My first exposure to the crazy world of the Beatles' Get Back sessions (what later became Let it Be) was through a vinyl boot called The Black Album, which featured a lot of the same material that is collected on this volume of the Complete Apple Trax CD series. For the uninitiated, these sessions had the Beatles sitting in the studio, just jamming, running through whatever they felt like (new songs, old songs, lots of covers, improvised songs, etc.), all the while being filmed for a potential documentary film (which became the Let it Be movie).
Most of this stuff was not recorded properly, but exists on audio tracks from the video footage of the sessions. It's been booted numerous times in loads of different shapes and sizes, to various degrees of quality. There are some CD sets that compile all available material from the sessions (pretty exhaustive to grind through, even for the Beatles diehard).
For me, the Complete Apple Trax discs are the best CD's to have from this weird period in Beatles history, because they present good flowing track listings of the most interesting moments, without bogging you down in 18 consecutive run-throughs of "Don't Let Me Down." The effect is to bring you into the studio, and lots of cool stuff is happening, not all of which you "get," but most of which you feel priviliged to hear. So while the series is not technically "complete" as such, it's still pretty damn representative, and moreover, well paced.
I think six volumes were released, of which I was able to find all but Vol. 4, a gap in my collection that still bugs me, nearly 10 years after these discs originally came out. The chances of finding any of them these days are pitifully slim, but they're highly recommendable if you ever do run across them.
The coolest thing about these sessions is that it shows a legendary band struggling hard to make even 5 minutes of decent music. The Beatles had decided they wanted to strip things down to their "rock'n'roll" roots no overdubs, just like in the old days. Clearly, they can't do it, having come so far along a very studio-oriented path in the meantime.
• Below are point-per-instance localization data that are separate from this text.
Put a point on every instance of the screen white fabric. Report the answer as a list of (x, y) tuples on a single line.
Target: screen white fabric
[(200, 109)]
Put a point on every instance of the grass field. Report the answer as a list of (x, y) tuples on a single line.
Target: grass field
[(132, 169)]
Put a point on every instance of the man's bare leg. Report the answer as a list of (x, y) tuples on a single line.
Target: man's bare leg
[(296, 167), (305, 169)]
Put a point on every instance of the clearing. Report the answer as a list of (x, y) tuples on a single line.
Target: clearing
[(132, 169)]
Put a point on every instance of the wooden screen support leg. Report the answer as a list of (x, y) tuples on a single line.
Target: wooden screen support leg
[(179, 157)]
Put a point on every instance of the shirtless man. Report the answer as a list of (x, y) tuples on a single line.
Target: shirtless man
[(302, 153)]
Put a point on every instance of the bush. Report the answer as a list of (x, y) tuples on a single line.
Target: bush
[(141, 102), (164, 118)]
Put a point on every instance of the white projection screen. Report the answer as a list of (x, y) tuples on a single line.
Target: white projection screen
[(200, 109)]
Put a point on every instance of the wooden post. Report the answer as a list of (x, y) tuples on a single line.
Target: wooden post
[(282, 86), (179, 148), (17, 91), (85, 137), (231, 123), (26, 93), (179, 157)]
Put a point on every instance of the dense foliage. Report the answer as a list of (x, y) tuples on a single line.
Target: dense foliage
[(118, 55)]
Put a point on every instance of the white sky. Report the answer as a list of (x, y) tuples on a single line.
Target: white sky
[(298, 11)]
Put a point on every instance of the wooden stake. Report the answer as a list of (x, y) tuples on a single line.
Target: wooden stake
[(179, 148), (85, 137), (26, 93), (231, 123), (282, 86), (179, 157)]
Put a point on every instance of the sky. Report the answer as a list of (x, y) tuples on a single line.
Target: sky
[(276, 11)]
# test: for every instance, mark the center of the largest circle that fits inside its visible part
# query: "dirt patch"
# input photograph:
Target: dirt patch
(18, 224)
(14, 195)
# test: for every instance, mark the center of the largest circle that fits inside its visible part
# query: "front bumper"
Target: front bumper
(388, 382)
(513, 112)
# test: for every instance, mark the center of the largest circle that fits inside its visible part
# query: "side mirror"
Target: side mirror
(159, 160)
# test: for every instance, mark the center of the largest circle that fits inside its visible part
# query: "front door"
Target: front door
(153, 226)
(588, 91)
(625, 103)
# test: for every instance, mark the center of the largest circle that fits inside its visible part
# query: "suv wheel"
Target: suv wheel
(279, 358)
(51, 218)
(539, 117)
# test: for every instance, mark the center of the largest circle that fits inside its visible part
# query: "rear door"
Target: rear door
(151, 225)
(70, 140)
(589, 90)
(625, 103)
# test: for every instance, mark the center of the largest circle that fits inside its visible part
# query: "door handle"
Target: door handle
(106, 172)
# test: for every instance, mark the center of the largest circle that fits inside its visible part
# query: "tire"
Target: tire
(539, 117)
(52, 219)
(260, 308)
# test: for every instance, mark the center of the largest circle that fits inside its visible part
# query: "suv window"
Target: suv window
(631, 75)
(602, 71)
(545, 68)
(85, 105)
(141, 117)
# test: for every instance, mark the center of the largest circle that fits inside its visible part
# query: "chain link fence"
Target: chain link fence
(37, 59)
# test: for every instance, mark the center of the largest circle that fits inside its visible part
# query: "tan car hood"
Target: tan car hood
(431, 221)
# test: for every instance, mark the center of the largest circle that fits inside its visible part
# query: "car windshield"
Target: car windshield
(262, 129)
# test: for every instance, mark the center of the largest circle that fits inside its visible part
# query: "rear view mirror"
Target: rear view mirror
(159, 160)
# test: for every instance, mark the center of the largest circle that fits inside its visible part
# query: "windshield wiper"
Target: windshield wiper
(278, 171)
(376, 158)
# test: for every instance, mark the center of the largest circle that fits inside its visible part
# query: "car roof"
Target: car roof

So they just try and try, clearly hating almost every moment, yet trying anyway. It was the most glaring fiasco in their career, and ultimately resulted in a pretty good album, but also it remains fascinating because it really shows the Beatles as they were much more informal than you're used to hearing, certainly. They're running through a lot of songs that would become classics, but at this stage everything sounds pretty rough. It's great music for anyone in a band to hear, so they can realize that even the Beatles sounded like utter crap sometimes.
The most shocking thing for me when I first heard this stuff, especially since I was a huge Beatle fan at the time, was hearing them ransack through things like "House of the Rising Sun," with no respect for the song or each other John is yowling really uglily, and Paul just starts doing the same after awhile. Their legendary chemistry is clearly pretty twisted at this point, but they still crack each other up a lot.
Vol. 1 contains lots of great moments, classic Beatles boot stuff like the is-it-racist-or-not "Commonwealth," "White Power" (a/k/a "Get Off"), the country send-up "Tennessee," the unedited version of "Dig It," and early run-throughs of stuff like "Teddy Boy" and "All Things Must Pass." Lots of Beatle in-jokes, too, like Lennon intoning "Why don't you put it on the toast?" at one point.
And not everything sounds roughshod, either a great "Two of Us" closes the disc, and an early version of "Let it Be" is nice simply for not bing the released version. It's cool to hear this stuff develop into what it became, although contrarily it's not that cool listening to what it became.
I think I've listened to the studio albums so much that it's only CDs like this that can get through to me in terms of the Beatles mystique anymore. At a certain point you have to start hanging out in the less-explored corners of their legacy to get anything new out of it.